Es ist dankenswert, daß sich Vf. um die in der heutigen
Homiletik nicht besonders kräftig betonte Kategorie des Hörers
müht und hier vor allem seine volkhafte Einbindung reflektiert
. Daß er dann freilich die Dimension des Volkes so stark akzentuiert
, wird nicht überall auf Gegenliebe stoßen. Immer wenn
Gott spricht, habe er „die geistliche Erneuerung des Volkes und
Volkstums im neuen Gottesvolk zum Ziele" (171). Hier wird
r.icht klar gesagt, daß die christliche Gemeinde und der einzelne
Christ die Kategorie des Volkes aufheben. Gott will die
geistliche Erneuerung des Einzelnen und seine Integration in
die eschatologische Gemeinde. Wenn sich darüber hinaus auch
eine geistliche Einwirkung auf das Volk, in der die Gemeinde
lebt, ereignet, so ist das eine Zugabe, aber nicht Hauptziel des
Wortes Gottes, und damit auch der Predigt. Ob Harms hier
anders gedacht hat, geht aus des Vf. Ausführungen nicht hervor.

Einige Irrtümer sind zu nennen: S. 15: Der bei Saalfeld gefallene Prinz Louis
Ferdinand war ein Neffe Friedrich II. und damit ein preußischer, aber kein
weifischer Prinz. — S. 48, Anm. 17: In der zitierten Passionspredigt wird nicht
L. Harms, sondern Jesus gegen den Vorwurf geschützt, ein „Winkelpredlger"
zu sein. — S. 50: Daß für Claus Harms, den Namensvetter, „ganz anders" als bei
Ludwig Harms, Predigen nicht mit Auslegen gleichbedeutend ist, dürfte so alternativ
nicht gelten. — S. 105: Steinmeyer versteht In seiner Homiletik unter einer
Individualisierung, die er als „Füllstück" bezeichnet, etwas anderes als Vf. —
S. 154, Anm. 200: Es wird nicht gesagt, daß der Schöpfer die „Naturkirche der
Schöpfung" gebaut habe, sondern der Heilige Geist. — S. 161: K. Borth wendet
sich nicht dagegen, daß ein seelsorgerliches Wort zu sagen ist.

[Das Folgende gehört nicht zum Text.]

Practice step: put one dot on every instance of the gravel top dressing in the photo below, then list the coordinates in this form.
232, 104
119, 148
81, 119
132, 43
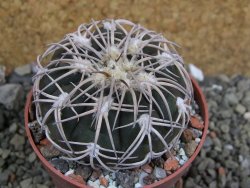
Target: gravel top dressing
224, 160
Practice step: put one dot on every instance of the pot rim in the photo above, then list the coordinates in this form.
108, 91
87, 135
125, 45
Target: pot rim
200, 98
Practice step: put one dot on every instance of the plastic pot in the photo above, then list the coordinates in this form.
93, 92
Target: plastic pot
62, 181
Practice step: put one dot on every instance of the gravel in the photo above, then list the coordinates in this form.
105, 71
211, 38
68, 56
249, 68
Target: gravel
227, 143
224, 161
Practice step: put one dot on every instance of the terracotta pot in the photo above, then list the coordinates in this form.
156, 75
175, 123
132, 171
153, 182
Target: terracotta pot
62, 181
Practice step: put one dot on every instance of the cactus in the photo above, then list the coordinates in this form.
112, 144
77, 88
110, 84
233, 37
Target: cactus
113, 94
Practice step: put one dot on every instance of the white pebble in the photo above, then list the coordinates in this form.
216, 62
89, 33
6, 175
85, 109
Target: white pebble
182, 162
107, 177
247, 115
177, 158
93, 184
196, 72
217, 87
184, 157
138, 185
229, 147
197, 140
71, 171
141, 176
182, 152
97, 182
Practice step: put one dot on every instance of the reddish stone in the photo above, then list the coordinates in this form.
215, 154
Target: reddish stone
147, 168
221, 171
179, 183
190, 148
95, 174
150, 179
77, 178
196, 123
171, 164
12, 177
44, 142
103, 181
187, 135
49, 151
213, 134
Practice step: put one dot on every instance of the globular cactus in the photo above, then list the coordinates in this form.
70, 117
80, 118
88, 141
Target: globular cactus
113, 94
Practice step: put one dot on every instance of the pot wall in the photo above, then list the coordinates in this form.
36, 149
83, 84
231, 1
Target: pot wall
62, 181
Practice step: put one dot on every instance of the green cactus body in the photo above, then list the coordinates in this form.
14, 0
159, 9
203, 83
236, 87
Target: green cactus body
112, 94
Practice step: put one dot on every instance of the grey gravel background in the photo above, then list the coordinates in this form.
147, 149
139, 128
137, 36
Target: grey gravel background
224, 161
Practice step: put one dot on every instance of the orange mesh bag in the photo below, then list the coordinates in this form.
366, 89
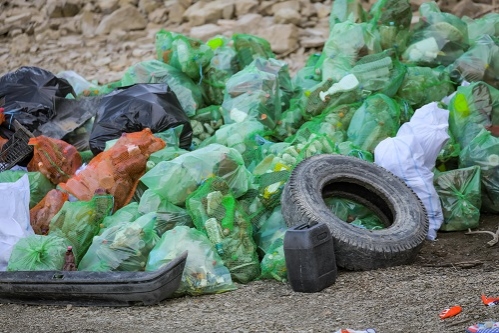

Es fragt sich
nur, wie es formuliert werden soll. — S. 7 und 227: Ob Luther, vor allem mit
fortschreitendem Alter, „unbestritten" und stets ein „volkstümlicher Prediger"
gewesen ist, wird man wohl nicht sagen können.

Trotz der erhobenen Bedenken sei abschießend betont, daß
das Buch für die homiletische Theorie und Praxis im einzelnen
gute Anregungen bietet. Die „erweckliche Predigt" des Ludwig
Harms zu studieren, dürfte noch heute lehrreich sein.